Attention allows us to see where we hold certain patterns of being – where we hold tension, where we withhold the breath. When we release the energy being used to maintain these limiting patterns, we get all this energy back. This newly freed-up energy supports recovery from illness. It also allows us to do what we want, to move outward into the world, and onward to our dreams and desires. Instead of living small in our mind and patterns that may have helped us at some point, we get to live fully, and freely.


For anyone living in chronic pain, Avi offers a few thoughts on moving beyond that pain. To start with, we have to change our attitude towards pain. Far too often we see pain as bad or wrong. Most people’s immediate and understandable reaction is to move away from pain and to avoid it.

It is natural to dissociate and “partition our mind and leave our body behind, to move to a safer place inside” when faced with something difficult, terrible, and terrifying. This is survivalist instinct. The problem comes when we continue existing in this way. We continue to live partitioned within, instead of unifying ourselves and living in the present once more.

Avi makes a point that the Grinberg Method is NOT a treatment. It is not alternative medicine. He says that by paying more attention and taking responsibility for our health, Grinberg Method students become better patients. Grinberg Method is about learning. Clients are students. What do we learn? To be autonomous. To be free, and more ourselves. And honestly to live life more happily.

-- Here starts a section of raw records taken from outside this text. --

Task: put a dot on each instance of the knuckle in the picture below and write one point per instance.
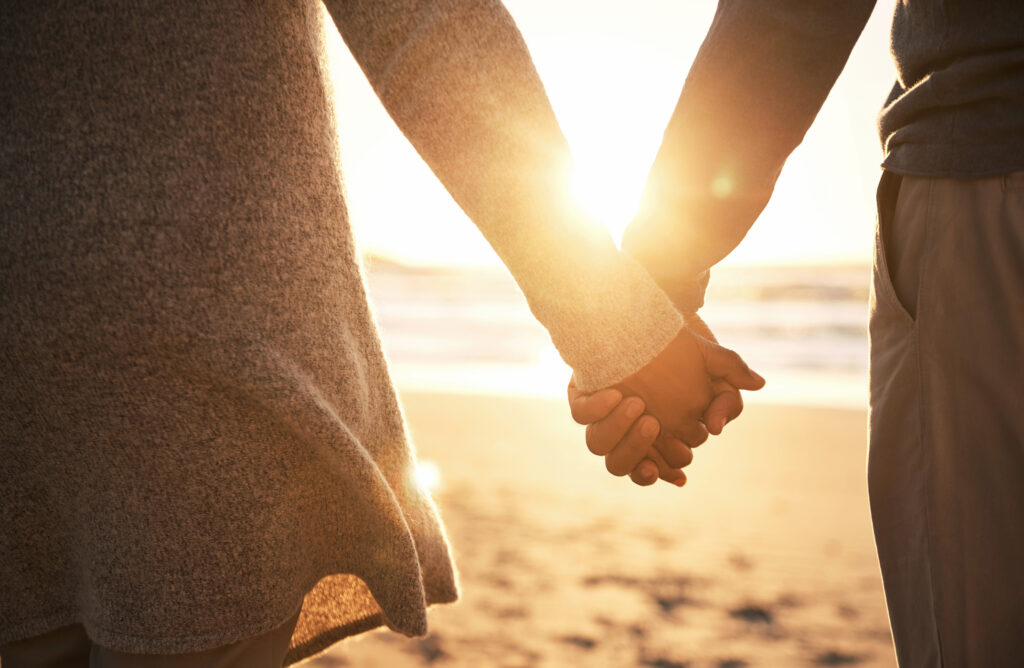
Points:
(593, 442)
(615, 466)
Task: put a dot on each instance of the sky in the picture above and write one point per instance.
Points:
(613, 72)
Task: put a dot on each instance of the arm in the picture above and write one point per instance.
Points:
(458, 80)
(756, 85)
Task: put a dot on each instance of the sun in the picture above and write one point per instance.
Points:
(605, 191)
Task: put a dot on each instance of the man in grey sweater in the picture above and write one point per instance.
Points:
(946, 452)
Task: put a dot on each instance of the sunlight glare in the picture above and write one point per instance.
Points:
(602, 193)
(428, 474)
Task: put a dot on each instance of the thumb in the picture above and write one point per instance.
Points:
(725, 407)
(725, 364)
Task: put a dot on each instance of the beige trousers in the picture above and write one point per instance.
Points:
(946, 456)
(71, 648)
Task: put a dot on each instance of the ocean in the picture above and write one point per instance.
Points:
(469, 331)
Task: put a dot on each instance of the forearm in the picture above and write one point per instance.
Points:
(458, 79)
(756, 85)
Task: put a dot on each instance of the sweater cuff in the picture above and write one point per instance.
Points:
(607, 318)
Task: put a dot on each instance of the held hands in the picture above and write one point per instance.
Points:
(647, 424)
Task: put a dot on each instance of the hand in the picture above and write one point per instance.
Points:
(614, 431)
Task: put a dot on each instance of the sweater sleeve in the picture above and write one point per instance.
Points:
(756, 85)
(458, 80)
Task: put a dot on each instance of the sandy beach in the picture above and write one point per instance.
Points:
(764, 558)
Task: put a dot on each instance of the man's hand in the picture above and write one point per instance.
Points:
(691, 387)
(616, 431)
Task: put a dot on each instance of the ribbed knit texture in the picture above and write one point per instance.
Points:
(199, 430)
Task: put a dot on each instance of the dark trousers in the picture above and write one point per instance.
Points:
(946, 457)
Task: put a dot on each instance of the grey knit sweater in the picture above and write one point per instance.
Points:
(198, 431)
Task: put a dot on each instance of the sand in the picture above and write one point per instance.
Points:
(764, 558)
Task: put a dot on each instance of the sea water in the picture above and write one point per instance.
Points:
(469, 330)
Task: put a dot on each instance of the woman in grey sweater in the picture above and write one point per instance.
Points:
(200, 434)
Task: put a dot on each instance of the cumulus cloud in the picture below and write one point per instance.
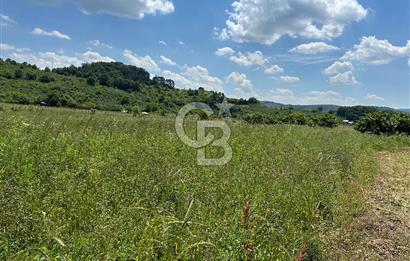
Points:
(224, 51)
(249, 58)
(52, 59)
(91, 57)
(373, 51)
(373, 97)
(338, 67)
(99, 44)
(6, 20)
(145, 62)
(273, 69)
(314, 48)
(345, 78)
(200, 77)
(240, 80)
(314, 97)
(57, 34)
(266, 21)
(167, 61)
(289, 79)
(180, 81)
(133, 9)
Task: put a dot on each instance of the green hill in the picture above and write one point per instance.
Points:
(102, 86)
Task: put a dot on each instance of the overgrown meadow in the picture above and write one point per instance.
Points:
(81, 185)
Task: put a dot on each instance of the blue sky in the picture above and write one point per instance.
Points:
(342, 52)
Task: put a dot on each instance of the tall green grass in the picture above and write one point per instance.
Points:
(77, 185)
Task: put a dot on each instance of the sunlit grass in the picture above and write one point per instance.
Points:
(83, 185)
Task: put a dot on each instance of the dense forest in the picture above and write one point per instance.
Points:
(101, 86)
(118, 87)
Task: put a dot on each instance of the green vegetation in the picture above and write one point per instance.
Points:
(98, 185)
(388, 123)
(100, 86)
(294, 117)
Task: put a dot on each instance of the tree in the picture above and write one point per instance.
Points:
(31, 76)
(91, 81)
(253, 100)
(45, 78)
(18, 74)
(379, 122)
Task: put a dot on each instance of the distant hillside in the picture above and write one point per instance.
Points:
(102, 86)
(325, 107)
(405, 110)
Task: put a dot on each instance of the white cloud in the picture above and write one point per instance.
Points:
(249, 58)
(273, 69)
(180, 81)
(6, 47)
(52, 59)
(240, 80)
(39, 31)
(167, 61)
(287, 96)
(338, 67)
(289, 79)
(91, 57)
(46, 59)
(145, 62)
(224, 51)
(346, 78)
(6, 20)
(200, 77)
(314, 48)
(98, 44)
(133, 9)
(373, 97)
(266, 21)
(373, 51)
(282, 92)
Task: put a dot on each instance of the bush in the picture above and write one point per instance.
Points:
(91, 81)
(404, 124)
(379, 123)
(135, 110)
(18, 74)
(152, 107)
(88, 105)
(31, 76)
(45, 78)
(259, 118)
(20, 98)
(326, 120)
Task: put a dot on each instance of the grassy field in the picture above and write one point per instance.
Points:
(82, 185)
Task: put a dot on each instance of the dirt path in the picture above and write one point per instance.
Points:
(383, 231)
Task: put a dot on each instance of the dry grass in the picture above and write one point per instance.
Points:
(383, 231)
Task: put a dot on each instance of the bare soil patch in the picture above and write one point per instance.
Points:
(382, 232)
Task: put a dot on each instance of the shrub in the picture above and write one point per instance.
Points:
(326, 120)
(259, 118)
(135, 110)
(91, 81)
(379, 123)
(31, 76)
(45, 78)
(404, 124)
(20, 98)
(88, 105)
(152, 107)
(18, 74)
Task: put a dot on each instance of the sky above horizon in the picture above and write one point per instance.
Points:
(343, 52)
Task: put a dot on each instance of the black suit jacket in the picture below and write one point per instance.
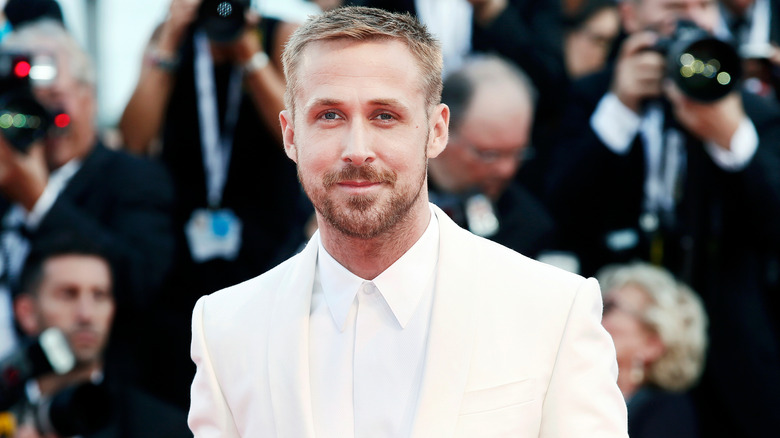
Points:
(527, 32)
(123, 203)
(725, 242)
(655, 413)
(525, 225)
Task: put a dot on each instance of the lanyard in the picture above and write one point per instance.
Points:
(215, 145)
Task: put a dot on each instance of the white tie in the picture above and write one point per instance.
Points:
(371, 382)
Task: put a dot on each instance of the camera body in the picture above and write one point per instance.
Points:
(703, 67)
(223, 20)
(23, 119)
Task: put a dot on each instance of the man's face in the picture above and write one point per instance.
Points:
(362, 134)
(75, 296)
(662, 15)
(486, 150)
(77, 99)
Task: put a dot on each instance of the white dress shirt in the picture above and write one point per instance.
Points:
(617, 126)
(367, 342)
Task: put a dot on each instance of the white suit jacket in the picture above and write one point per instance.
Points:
(515, 349)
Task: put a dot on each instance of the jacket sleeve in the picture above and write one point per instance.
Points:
(129, 213)
(583, 399)
(209, 415)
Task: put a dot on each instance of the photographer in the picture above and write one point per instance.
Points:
(67, 181)
(689, 183)
(211, 88)
(67, 283)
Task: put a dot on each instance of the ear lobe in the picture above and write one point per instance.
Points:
(440, 131)
(288, 135)
(627, 12)
(24, 308)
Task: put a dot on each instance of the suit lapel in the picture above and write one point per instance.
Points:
(82, 180)
(450, 338)
(288, 348)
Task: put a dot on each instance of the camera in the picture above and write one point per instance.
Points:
(47, 353)
(703, 67)
(223, 20)
(76, 410)
(23, 119)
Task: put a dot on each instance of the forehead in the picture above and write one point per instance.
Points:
(344, 69)
(499, 112)
(76, 268)
(675, 4)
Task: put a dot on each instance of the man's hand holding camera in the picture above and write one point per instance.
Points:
(639, 71)
(23, 175)
(715, 122)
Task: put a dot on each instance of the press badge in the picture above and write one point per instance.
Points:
(213, 234)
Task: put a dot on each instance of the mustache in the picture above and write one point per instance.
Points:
(366, 172)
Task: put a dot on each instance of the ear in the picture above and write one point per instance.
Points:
(440, 131)
(288, 135)
(24, 309)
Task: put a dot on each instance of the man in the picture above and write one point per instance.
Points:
(69, 181)
(527, 33)
(473, 180)
(754, 27)
(213, 100)
(67, 283)
(393, 321)
(688, 185)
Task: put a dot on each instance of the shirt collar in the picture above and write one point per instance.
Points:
(402, 285)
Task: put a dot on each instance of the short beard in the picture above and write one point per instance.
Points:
(363, 218)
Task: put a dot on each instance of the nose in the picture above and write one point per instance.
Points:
(701, 16)
(357, 145)
(505, 167)
(85, 308)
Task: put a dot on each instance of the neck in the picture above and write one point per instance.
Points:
(627, 385)
(367, 258)
(51, 384)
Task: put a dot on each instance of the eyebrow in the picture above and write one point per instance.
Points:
(327, 101)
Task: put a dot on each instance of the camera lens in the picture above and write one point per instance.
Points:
(704, 67)
(222, 20)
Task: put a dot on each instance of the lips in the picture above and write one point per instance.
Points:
(359, 177)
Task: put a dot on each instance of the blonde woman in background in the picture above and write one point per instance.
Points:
(659, 326)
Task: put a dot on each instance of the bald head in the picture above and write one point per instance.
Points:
(491, 104)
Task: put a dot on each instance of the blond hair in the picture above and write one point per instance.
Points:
(366, 24)
(675, 314)
(30, 36)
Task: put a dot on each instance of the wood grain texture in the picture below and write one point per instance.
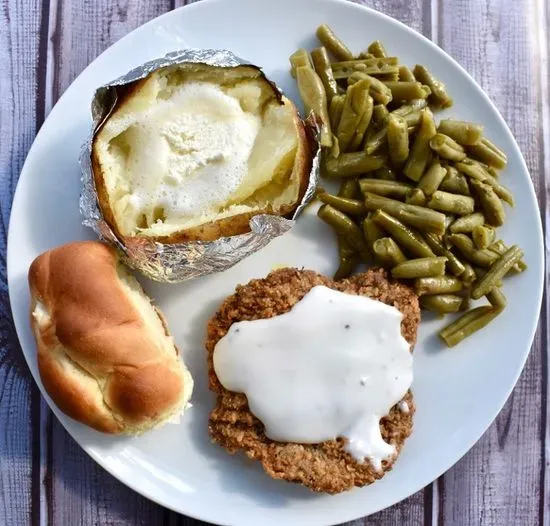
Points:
(499, 481)
(19, 120)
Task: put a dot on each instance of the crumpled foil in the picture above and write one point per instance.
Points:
(183, 261)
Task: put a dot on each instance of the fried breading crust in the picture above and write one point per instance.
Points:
(324, 467)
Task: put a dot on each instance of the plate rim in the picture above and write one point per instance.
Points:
(64, 420)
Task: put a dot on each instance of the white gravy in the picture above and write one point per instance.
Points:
(330, 367)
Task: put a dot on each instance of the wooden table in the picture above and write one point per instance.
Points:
(45, 478)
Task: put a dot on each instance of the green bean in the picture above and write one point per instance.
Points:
(357, 112)
(372, 232)
(370, 66)
(465, 133)
(439, 96)
(416, 197)
(454, 182)
(470, 322)
(347, 205)
(335, 110)
(299, 59)
(433, 177)
(408, 239)
(380, 115)
(497, 271)
(490, 203)
(483, 258)
(497, 298)
(388, 253)
(405, 74)
(447, 148)
(376, 140)
(345, 227)
(451, 203)
(415, 216)
(483, 236)
(321, 64)
(352, 164)
(394, 189)
(349, 259)
(442, 303)
(333, 43)
(466, 224)
(407, 90)
(349, 188)
(437, 285)
(420, 268)
(314, 97)
(454, 265)
(376, 48)
(487, 152)
(419, 156)
(398, 140)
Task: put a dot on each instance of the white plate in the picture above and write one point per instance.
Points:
(458, 392)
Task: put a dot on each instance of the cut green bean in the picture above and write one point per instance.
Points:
(352, 164)
(447, 148)
(387, 252)
(442, 303)
(345, 227)
(469, 323)
(394, 189)
(437, 285)
(420, 268)
(416, 197)
(299, 58)
(487, 152)
(454, 182)
(483, 236)
(419, 155)
(433, 177)
(314, 97)
(454, 265)
(451, 203)
(417, 217)
(406, 238)
(466, 224)
(338, 49)
(490, 203)
(321, 64)
(497, 271)
(465, 133)
(377, 49)
(483, 258)
(347, 205)
(398, 140)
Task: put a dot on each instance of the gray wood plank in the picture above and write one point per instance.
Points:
(499, 481)
(20, 24)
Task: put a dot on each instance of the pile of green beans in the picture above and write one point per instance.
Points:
(421, 199)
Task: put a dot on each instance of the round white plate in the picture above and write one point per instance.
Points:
(458, 392)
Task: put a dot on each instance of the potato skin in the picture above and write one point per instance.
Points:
(225, 227)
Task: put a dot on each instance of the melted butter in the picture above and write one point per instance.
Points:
(330, 367)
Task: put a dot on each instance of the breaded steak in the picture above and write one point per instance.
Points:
(324, 467)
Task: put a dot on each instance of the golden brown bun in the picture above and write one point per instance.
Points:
(279, 195)
(104, 352)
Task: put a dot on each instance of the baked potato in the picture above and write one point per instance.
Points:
(192, 152)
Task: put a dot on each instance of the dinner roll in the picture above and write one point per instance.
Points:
(105, 355)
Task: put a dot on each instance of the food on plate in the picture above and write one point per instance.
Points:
(419, 198)
(276, 308)
(105, 355)
(192, 152)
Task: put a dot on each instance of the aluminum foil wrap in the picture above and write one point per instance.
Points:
(179, 262)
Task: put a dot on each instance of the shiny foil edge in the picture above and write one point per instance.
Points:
(175, 263)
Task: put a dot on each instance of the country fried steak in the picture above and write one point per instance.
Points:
(324, 467)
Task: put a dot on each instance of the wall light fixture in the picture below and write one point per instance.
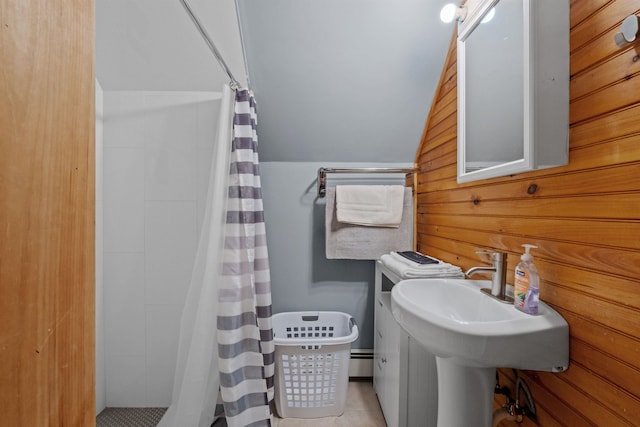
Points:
(450, 12)
(629, 30)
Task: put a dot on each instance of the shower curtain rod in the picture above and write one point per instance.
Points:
(234, 83)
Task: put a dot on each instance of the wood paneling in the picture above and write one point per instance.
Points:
(47, 118)
(585, 218)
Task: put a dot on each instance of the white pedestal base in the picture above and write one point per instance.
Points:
(465, 394)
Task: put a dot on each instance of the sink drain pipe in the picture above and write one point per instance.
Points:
(512, 410)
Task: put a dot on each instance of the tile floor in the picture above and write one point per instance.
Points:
(362, 410)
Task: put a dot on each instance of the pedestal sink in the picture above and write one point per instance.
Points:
(472, 334)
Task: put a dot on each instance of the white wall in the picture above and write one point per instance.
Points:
(100, 374)
(157, 153)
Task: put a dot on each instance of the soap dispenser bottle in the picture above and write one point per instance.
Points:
(526, 292)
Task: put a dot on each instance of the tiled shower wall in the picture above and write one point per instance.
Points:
(157, 157)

Energy flows where attention goes. The question is where is our attention? Is our attention in healing? Is our attention on the past, or on the traumas? Again this is not to discredit traumas or anyone’s experience. It is about helping all of us shift out of a focus that is not helping us heal or move forward. Attention in healing requires us to let go of limiting patterns so that we can experience personal freedom.